Structuring and organizing data can improve the efficiency and accuracy of cybersecurity analysis. Sadighian et al. [10] proposed ONTIDS, an ontology alarm association framework based on context information. By defining the ontology structure, security alarms are represented and stored, and the association between alarm information is regularized; on this basis, rules are set to filter alarms to reduce the false alarm rate and facilitate network security analysis. In order to further achieve cybersecurity information correlation and semantic analysis, many researches are devoted to improving the interpretation, feature correlation, and data processing of the alarm log, reducing the false alarm rate, and enhancing cybersecurity analysis capability [1113].

Data-driven cybersecurity event prediction and analysis are hot topics in the current cybersecurity research [14]. Shu et al. introduced a new methodology that models threat discovery as a graph computation problem for threat intelligence [15]. Yu et al. proposed a relation extraction method for the construction of a knowledge graph in the food field [16]. As a semantic knowledge base, a knowledge graph is a powerful tool for managing large-scale knowledge consisting of entities and relations between them. Using a knowledge graph to analyze and process data provides a new idea for cybersecurity analysis, integrates open source fragmented data, identifies its correlation, associates asset equipment in ICS with corresponding vulnerability information, excavates the internal and external potential threat relation, and further conducts more accurate analysis on industrial control network security. It is crucial to mine the association of data resources efficiently and accurately.

Natural language processing technology [1719] tends to only consider the domain name and IP address when analyzing the relation between malicious entities, both of which have very simple relation definitions. Pingle et al. proposed the RelExt [20] system, which strives to improve various cyberthreat representation schemes, especially cybersecurity knowledge graphs (CSKG), by predicting the relations between cybersecurity entities identified by cybersecurity named entity recognizer. VIEM [21] analyzed a large number of inconsistencies by extracting software names and software versions in public security vulnerability reports, so the extraction of relations is more complicated.

Relation extraction (RE) is one of the most important topics in NLP. Many relation extraction methods have been proposed [2224], such as bootstrapping, unsupervised relation discovery, and supervised classification. Most existing supervised RE methods require a large amount of labeled relation-specific training data, which is very time-consuming and labor-intensive. Distant supervision is proposed to automatically generate training data. Under the framework of distance supervised learning, some recent work [2528] attempts to use deep neural networks in relation prediction. Although distant supervision is an effective strategy to automatically label training data, it always suffers from the wrong label problem.

3. Overall Framework

There are numerous open source threat intelligence sources periodically updating threat feeds fed into various analytical solutions; it is significant for cybersecurity analysis that structures these data and applies them to specific scenarios.

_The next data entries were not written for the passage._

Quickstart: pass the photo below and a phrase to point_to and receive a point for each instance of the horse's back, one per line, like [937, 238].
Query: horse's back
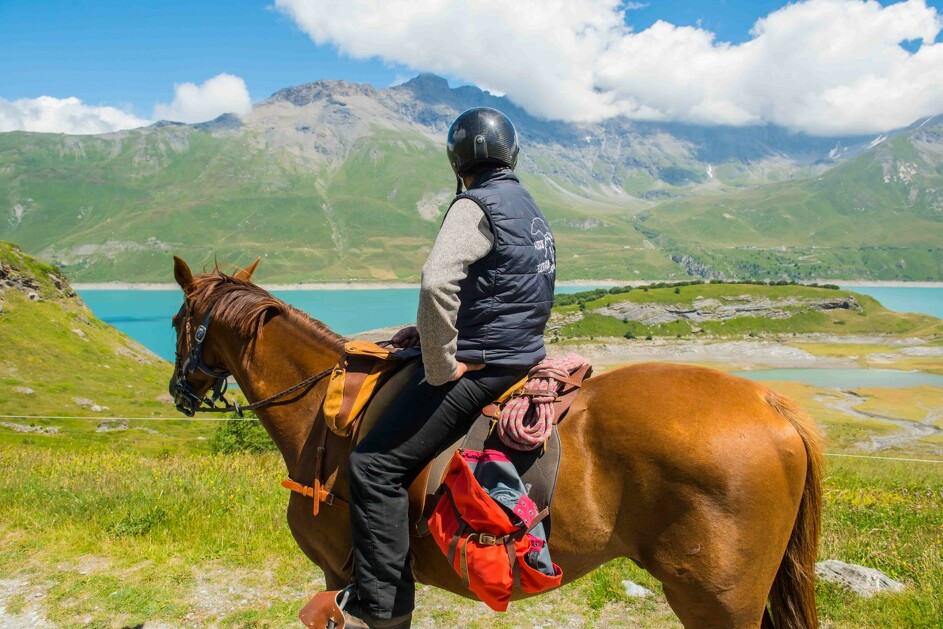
[659, 451]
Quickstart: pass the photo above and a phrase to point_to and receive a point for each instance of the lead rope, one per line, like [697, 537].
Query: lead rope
[527, 419]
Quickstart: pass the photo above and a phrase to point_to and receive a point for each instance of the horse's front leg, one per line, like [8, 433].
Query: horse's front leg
[305, 531]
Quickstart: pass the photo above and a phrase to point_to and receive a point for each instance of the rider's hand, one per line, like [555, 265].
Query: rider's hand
[462, 368]
[407, 337]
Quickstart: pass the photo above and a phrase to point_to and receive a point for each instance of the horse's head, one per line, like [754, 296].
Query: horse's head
[196, 371]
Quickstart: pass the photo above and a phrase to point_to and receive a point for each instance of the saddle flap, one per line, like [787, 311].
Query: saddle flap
[361, 370]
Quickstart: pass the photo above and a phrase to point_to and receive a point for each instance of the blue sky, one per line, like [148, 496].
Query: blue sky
[130, 55]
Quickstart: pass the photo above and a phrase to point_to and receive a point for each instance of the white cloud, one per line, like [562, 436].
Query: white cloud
[63, 115]
[821, 66]
[224, 93]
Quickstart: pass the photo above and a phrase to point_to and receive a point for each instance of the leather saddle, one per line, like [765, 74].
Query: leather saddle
[537, 468]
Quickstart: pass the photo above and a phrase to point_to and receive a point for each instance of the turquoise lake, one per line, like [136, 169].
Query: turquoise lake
[145, 315]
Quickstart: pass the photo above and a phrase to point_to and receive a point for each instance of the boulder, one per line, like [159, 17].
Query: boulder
[861, 580]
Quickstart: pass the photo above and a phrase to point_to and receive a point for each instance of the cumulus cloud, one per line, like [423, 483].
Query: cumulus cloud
[821, 66]
[224, 93]
[63, 115]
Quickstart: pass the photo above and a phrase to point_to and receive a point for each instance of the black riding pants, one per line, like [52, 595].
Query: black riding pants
[422, 421]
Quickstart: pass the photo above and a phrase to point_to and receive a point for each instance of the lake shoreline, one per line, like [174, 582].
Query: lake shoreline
[154, 286]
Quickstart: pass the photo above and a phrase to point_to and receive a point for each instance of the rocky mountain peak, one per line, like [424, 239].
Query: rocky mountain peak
[307, 93]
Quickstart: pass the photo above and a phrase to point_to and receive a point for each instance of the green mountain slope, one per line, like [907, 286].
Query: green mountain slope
[877, 216]
[335, 181]
[57, 359]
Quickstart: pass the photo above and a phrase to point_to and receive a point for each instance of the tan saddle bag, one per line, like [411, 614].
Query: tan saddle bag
[362, 369]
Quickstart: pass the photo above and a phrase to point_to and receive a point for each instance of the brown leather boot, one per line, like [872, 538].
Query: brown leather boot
[357, 617]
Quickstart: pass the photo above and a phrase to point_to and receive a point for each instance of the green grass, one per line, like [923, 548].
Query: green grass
[120, 538]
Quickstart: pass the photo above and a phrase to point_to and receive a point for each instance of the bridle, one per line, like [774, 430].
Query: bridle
[186, 399]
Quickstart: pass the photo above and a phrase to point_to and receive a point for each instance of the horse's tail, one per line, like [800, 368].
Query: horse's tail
[792, 597]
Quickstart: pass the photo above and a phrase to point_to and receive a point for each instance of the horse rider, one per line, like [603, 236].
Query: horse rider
[487, 288]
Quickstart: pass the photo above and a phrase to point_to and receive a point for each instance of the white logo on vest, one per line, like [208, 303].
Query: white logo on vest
[543, 241]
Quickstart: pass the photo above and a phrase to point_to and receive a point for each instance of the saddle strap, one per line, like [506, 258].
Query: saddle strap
[317, 493]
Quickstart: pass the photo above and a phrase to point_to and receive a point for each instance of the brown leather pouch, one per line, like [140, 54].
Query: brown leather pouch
[324, 611]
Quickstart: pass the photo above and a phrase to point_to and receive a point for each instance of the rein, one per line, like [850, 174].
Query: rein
[189, 403]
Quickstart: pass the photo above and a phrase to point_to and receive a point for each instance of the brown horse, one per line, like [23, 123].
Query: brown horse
[708, 481]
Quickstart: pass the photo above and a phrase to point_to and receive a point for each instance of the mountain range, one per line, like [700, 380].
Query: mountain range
[338, 181]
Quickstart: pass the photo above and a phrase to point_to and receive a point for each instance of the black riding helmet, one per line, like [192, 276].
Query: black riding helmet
[481, 136]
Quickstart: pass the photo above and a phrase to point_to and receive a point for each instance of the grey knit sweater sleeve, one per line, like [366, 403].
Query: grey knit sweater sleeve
[465, 237]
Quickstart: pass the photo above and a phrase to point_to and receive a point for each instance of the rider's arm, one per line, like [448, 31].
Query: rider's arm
[464, 238]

As shown in Figure 1, we propose a data-driven industrial control network security analysis framework based on a cybersecurity knowledge graph. We combine threat intelligence such as third party attack reports and vulnerability libraries with asset network layouts, and so, internal network layout and threat information corresponding to assets in networks are integrated with external threat intelligence. A knowledge graph extends the problem of cybersecurity analysis to the study of the graph structure; graph-based analysis is conducive to the development of effective system protection, detection, and response mechanisms.

We first analyze ICS scenarios to identify asset equipment and communication layout. On this basis, we mine external vulnerability information from vulnerability libraries such as Cybersecurity and Infrastructure Security Agency (CISA) (https://www.us-cert.gov/ics), National Vulnerability Database (NVD) (https://nvd.nist.gov/), Common Weakness Enumeration (CWE) (https://cwe.mitre.org/), and Common Vulnerabilities and Exposures (CVE) (http://cve.mitre.org/). We collect data by the way of focused crawling and obtain the key corpus for constructing a knowledge graph after processing. And then, we utilize cybersecurity entity identification and relation extraction technology to form a cybersecurity knowledge graph (CSKG), offering structured analysis data for specific cybersecurity scenarios. Based on the constructed CSKG, we can use visualization technology to show the connection between assets and threats clearly; it becomes easier to query entities, relations, and path. We further research on the basis of the knowledge graph, utilizing knowledge reasoning technology to forecast correlation of threats and assets, to more comprehensively analyze industrial control network security.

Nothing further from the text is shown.